Team Pace Off. Eff. eFG% FTR ORR TOR
Dallas 94.0 107.2 48.8 32.1 31.7 16.3
Golden State 96.9 50.0 25.3 15.2 9.8
You know the drill. The Difference is a reflection on the game that was, with one bullet for every point in the final margin.
- This could have been a thorough drubbing, but instead Dallas opted for a comfortable win. As much as you’d like to see unwavering effort from the better team in a game like this one, realistically the Mavs were going to let down a bit, they were going to coast at times, and they were going to rest on their laurels. There’s not much to read into there; the mindset of these Mavs has never really been in question, and how they performed — or chose to perform – in this particular game is really of little consequence.
- But if you’re the kind to worry yourself with the Mavericks’ effort in this game for whatever reason, Dallas’ impressive offensive rebounding marks — a display of pure effort — should at least help to assuage some concern. While it’s true that even a fully healthy Warriors team wouldn’t provide stiff competition on the glass, the Mavs were at least committed to exploiting weakness; Brendan Haywood, Ian Mahinmi, and Brandan Wright combined for 10 offensive boards on their own, and their statistical excellence was a product of a slew of back-taps and team-wide hustle. Dallas may not have had the attention span to be troubled with consistent execution, but they at least worked to keep the Warriors off the glass.
- After back-to-back games plagued by an odd disinterest, it’s good to see Shawn (14 points, 5-10 FG, eight rebounds) Marion actively engaged again. I still wouldn’t suspect that focus would be a problem for Marion in the playoff series to come, but it’s nice to see any potential warning sign erased, regardless.
- The big news of the night: Kelenna Azubuike (zero points, 0-2 FG, two turnovers) took the floor as a Maverick for the first time, and looked very much like a player who hasn’t been in the NBA for two seasons. His apprehension was palpable; although ‘Buike has clearly done the work to stay in game shape and likely has kept his skills relatively sharp, basketball requires a sense of timing that can only be honed through repetition. Based on the few burst cuts we saw, I highly doubt that Azubuike spent most of his time on the floor as a spot-up shooter because of any lingering knee pain.
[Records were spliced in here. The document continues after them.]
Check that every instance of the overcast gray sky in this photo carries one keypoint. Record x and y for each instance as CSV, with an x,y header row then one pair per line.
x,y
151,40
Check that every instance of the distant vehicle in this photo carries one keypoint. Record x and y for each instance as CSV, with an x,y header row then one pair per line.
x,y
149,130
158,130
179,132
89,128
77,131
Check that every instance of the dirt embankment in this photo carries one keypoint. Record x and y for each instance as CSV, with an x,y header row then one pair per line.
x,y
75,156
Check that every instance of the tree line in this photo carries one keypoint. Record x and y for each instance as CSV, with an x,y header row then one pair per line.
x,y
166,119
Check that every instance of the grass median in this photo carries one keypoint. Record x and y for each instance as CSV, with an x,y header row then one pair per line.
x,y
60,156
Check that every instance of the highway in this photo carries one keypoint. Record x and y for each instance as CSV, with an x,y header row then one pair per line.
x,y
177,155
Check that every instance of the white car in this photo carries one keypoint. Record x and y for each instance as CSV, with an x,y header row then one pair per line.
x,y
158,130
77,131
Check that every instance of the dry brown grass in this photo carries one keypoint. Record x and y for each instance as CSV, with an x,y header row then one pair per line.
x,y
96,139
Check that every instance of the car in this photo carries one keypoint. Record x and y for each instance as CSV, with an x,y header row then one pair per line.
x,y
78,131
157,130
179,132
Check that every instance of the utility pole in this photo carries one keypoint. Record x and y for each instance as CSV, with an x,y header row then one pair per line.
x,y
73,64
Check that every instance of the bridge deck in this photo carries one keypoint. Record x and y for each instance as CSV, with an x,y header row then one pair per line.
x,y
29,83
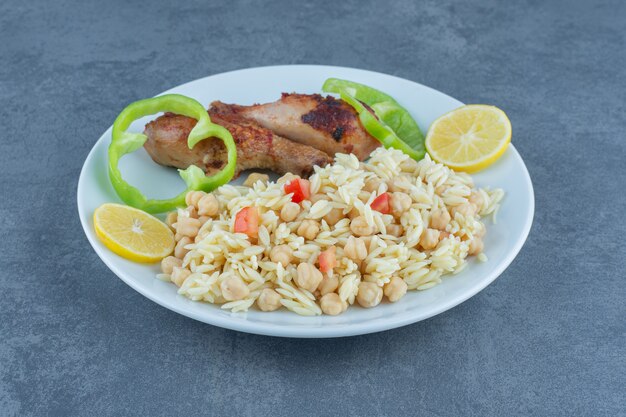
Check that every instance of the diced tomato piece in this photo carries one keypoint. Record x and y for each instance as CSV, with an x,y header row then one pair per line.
x,y
247,221
300,188
382,203
327,259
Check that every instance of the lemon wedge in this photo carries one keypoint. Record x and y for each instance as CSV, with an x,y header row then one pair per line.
x,y
132,233
469,138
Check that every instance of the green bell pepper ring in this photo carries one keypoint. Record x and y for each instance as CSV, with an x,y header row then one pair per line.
x,y
386,108
380,131
123,142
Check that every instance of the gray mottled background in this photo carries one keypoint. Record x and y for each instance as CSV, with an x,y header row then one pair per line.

Instead, he likely doesn’t know how or when to cut with an offense he’s barely even practiced in. He’ll come around after postseason rehearsal, summer league, training camp, and preseason bring him up to speed, but in the meantime Azubuike is an energy asset at best.
- This matchup against Golden State again offered an exaggeration of what Brandan Wright (17 points, 8-9 FG, seven rebounds in 17 minutes) can do against opponents who don’t do diligent defensive work inside. He makes it look so easy; Wright’s natural sense of spacing and gradual integration into the offense have guided him into the right spots on the floor more consistently, and his length allows him to literally drop in hook shots with a most feathery touch. I’d wish any playoff opponent but the Lakers on the Mavs for Wright’s sake alone; the guy has had a hell of a year, and deserves a chance to bend the laws of gravity in front of a massive national audience.
- Rick Carlisle approaches the prospect of resting his veterans with the specificity such an endeavor demands. Vince Carter could actually see more minutes than usual over the final few regular season games, as Carlisle looks to further solidify VC into a role as an aggressive shot creator. Dirk Nowitzki will play some but not much, as he looks to maintain his rhythm without risk of burnout. Yet with Jason Kidd, Carlisle will rightly play to his most conservative inclinations; I doubt we’ll see Kidd on the court again before the playoffs begin, even as Nowitzki, Carter, Marion, and Jason Terry each fill different allotments of minutes based on their physical capabilities and postseason expectations.
- Jeremy Tyler (15 points, 6-12 FG, eight rebounds) is finally starting to put a few quality games together, but if anyone knows what to make of that fact and his recent numbers operates on a different plane of scouting existence.
- Mikki Moore will never go away.
- It’s not entirely fair to judge him so soon after returning from injury, but at this stage I’m not even sure Rodrigue Beaubois (zero points, 0-4 FG, two assists, three rebounds) has the potential to be an x-factor on a game-by-game basis. Even in his finer performances this season, Beaubois has largely been one solid part among several; he bolsters the bench and provides some dribble penetration, but Beaubois as an individual just doesn’t have all that much power to move the needle. He’s still fun, athletic, and occasionally quite productive, but he’s come up far short of the player he was supposed to be. There’s nothing at all wrong with that, or with providing impact by committee. But Dallas isn’t exactly in a position to lean on offense-first players who don’t reduce reliably, and thus may be forced to have less patience with Beaubois than would otherwise be needed.
- Is there any greater taunt than posting up Brendan Haywood on consecutive possessions to start a game?